Note to the mathematicians out there – if I am violating some sort of typesetting convention with my request, please let me know. I'm not particularly well-versed with the convention used in mathematical circles for this sort of thing.

Answer 1

It is very uncharacteristic to typeset an integral sign uncentered at horizontal math axis. All variable-with math elements like braces, big operators etc are centered in traditional typography.

But if you wish such behaviour then, of course, it is possible. TeX is flexible. You can try the following macros, where \flexibleint macro is created. Usage is:

\flexibleint_a^b {integrand}   or    \flexibleint {integrand}

The integrand must be in braces.

\def\tmp#1 #2\relax{#1}
\setbox0=\hbox{$\xdef\intfont{%
    \expandafter\tmp\fontname\textfont3\expandafter\space\space\relax}$}
\font\tmp=\intfont\space at10pt\relax
\setbox0=\hbox{$\textfont3=\tmp \displaystyle \int$}
\dimen0=\ht0 \advance\dimen0 by\dp0 \divide\dimen0 by10 
\xdef\intsize{\the\dimen0}

\def\dividedimen (#1/#2){\expandafter\ignorept\the
   \dimexpr\numexpr\number\dimexpr#1\relax
   *65536/\number\dimexpr#2\relax\relax sp\relax
}
{\lccode`\?=`\p \lccode`\!=`\t  \lowercase{\gdef\ignorept#1?!{#1}}}

\def\flexibleint{\def\fxintL{}\def\fxintU{}\futurelet\next\fxintA}
\def\fxintA{\ifx\next_\expandafter\fxintB\else\expandafter\fxintC\fi}
\def\fxintB_#1{\def\fxintL{#1}\fxintC}
\def\fxintC{\futurelet\next\fxintD}
\def\fxintD{\ifx\next^\expandafter\fxintE\else\expandafter\fxintF\fi}
\def\fxintE^#1{\def\fxintU{#1}\fxintF}
\def\fxintF#1{\begingroup
   \setbox0=\hbox{$\displaystyle{#1}$}%
   \dimen0=\ht0 \advance\dimen0 by\dp0
   \setbox1=\hbox{$\vcenter{\copy0}$}%
   \font\tmp=\intfont\space at\dividedimen(\dimen0/\intsize)pt
   \lower\dimexpr\dp0-\dp1\hbox{%
      $\textfont3=\tmp \displaystyle\int_{\fxintL}^{\fxintU}$}
   \box0
   \endgroup
}

$$
  X = \sum_{i=0}^\infty 
      \flexibleint_a^b {u\over {\displaystyle v + {\strut x\over y}}}
$$

\bye

How it works: First, the fontname of \textfont3 (where \int sign is expected) is extracted at 10pt size (into \intfont) and the \int in \displaystyle at 10pt is measured (in \intsize).
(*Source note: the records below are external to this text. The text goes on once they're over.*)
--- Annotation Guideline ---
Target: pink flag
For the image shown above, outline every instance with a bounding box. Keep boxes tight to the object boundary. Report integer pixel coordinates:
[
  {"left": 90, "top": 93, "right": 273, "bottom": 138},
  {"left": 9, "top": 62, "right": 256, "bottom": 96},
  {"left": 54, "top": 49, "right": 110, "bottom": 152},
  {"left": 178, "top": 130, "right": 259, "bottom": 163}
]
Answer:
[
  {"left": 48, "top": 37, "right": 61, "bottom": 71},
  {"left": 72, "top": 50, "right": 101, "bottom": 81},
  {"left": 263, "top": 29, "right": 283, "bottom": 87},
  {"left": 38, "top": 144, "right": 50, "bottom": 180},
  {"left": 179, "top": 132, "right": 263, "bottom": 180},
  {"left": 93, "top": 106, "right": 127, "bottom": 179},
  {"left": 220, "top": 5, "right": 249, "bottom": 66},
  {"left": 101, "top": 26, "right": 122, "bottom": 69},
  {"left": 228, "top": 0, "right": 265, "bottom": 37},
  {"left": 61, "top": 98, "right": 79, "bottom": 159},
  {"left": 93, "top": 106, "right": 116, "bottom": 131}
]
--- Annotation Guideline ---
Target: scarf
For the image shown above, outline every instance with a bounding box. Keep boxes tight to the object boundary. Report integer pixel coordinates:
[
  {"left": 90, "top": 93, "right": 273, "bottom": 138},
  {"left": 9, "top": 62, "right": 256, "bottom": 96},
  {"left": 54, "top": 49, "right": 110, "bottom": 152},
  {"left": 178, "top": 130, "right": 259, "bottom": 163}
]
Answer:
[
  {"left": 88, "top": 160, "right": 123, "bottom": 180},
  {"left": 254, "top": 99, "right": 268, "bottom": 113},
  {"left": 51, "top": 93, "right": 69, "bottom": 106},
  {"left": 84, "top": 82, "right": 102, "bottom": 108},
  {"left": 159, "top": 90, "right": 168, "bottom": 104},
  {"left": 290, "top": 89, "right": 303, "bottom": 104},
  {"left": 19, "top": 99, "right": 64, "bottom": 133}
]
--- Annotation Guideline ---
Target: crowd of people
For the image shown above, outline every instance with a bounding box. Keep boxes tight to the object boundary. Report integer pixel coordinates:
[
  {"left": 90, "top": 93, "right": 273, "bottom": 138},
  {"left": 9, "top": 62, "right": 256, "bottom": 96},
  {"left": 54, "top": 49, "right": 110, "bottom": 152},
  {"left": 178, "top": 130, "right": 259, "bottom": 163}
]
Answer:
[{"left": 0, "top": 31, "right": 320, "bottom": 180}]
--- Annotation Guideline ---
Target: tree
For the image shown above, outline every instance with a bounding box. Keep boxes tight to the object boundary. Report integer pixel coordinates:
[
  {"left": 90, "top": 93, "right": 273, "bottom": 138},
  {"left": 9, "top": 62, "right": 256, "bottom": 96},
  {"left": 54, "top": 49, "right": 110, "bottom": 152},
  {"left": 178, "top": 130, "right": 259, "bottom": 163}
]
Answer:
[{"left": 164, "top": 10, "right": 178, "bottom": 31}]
Secondly, the scanning of _a or ^b is performed using auxiliary macros \fxintA to \fxintE.

Finally, the integrand in box is measured, its vertically different positions is compared using \box0 and \box1 (the second box is \vcentered), the font for \textfont3 scaled to desired size is temporary loaded and the flexible integral is typeset.